Skip to content

Agent Capability

AgentCommander empowers AI agents to mimic the cognitive loop of a human researcher: Hypothesize, Observe, Reference, and Summarize.

By orchestrating these cognitive steps into a structured workflow, we achieve a highly efficient, automated trial-and-error engine.

The Default Research Cycle

In the default configuration (default_graph.json), every time a new experiment folder is created, the Agent follows a rigorous scientific process:

1. Hypothesis Generation

  • Context: The agent reads the current code, previous execution logs, and critically, performs Visual Analysis on any result plots (e.g., loss curves, prediction scatter plots).
  • Action: Based on this multimodal input, it formulates a specific hypothesis for the current experiment (e.g., "The model is overfitting, so I will increase dropout").

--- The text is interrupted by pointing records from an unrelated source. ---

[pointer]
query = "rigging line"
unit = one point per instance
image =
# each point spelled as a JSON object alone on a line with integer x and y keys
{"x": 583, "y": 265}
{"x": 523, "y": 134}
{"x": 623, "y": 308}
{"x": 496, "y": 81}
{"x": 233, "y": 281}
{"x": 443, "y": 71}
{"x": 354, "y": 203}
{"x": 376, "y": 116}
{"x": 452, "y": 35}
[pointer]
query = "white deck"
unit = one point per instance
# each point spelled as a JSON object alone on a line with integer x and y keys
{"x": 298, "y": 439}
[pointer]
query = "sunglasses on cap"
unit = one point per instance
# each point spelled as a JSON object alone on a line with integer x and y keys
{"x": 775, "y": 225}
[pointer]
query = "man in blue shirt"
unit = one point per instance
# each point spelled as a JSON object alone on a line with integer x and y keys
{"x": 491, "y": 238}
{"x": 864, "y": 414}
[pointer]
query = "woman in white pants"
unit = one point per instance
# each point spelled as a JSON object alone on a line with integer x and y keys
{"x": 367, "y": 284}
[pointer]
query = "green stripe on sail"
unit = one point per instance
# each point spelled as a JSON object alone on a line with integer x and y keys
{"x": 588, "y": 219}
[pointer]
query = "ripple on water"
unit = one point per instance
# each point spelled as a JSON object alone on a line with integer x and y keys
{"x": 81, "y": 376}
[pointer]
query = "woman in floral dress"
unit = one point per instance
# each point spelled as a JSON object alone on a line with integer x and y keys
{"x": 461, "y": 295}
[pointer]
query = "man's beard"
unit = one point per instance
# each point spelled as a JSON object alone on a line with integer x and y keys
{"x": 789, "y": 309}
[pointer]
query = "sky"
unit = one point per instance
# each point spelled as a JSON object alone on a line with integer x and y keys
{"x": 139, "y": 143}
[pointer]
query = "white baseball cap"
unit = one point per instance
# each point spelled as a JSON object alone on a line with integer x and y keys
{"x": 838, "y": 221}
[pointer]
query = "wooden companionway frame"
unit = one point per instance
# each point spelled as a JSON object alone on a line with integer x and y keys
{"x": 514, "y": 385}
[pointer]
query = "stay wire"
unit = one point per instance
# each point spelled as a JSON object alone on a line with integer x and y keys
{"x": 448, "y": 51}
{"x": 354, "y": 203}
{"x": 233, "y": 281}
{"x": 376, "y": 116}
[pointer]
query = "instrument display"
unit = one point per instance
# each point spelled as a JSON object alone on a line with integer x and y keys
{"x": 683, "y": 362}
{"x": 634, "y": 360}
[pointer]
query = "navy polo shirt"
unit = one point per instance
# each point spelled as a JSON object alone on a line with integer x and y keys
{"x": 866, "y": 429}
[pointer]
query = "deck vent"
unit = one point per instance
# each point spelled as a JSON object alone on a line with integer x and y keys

2. Implementation & Debugging

  • Coding: The agent modifies the code (strategy.py) to test the hypothesis.
  • Observability: It proactively adds debug print statements to gather more information during execution, just like a human developer would.
  • Execution: The code is run against the immutable evaluator.py.

3. Summary & History

  • Record: Regardless of success or failure, the agent summarizes the experiment design and performance into history.json.
  • Evolution: If the score improves, it advances to the next level. If it fails, it retries until a limit is reached.

4. Meta-Reflection (Getting Unstuck)

  • Memory: When starting a new experiment, the agent reads the history of previous attempts.
  • External Inspiration: If the system detects a stagnation (multiple generations without breakthrough), it triggers a special Meta-Analysis step. The agent uses Online Search tools to find relevant papers (Arxiv) or open-source repositories (GitHub) to find fresh inspiration.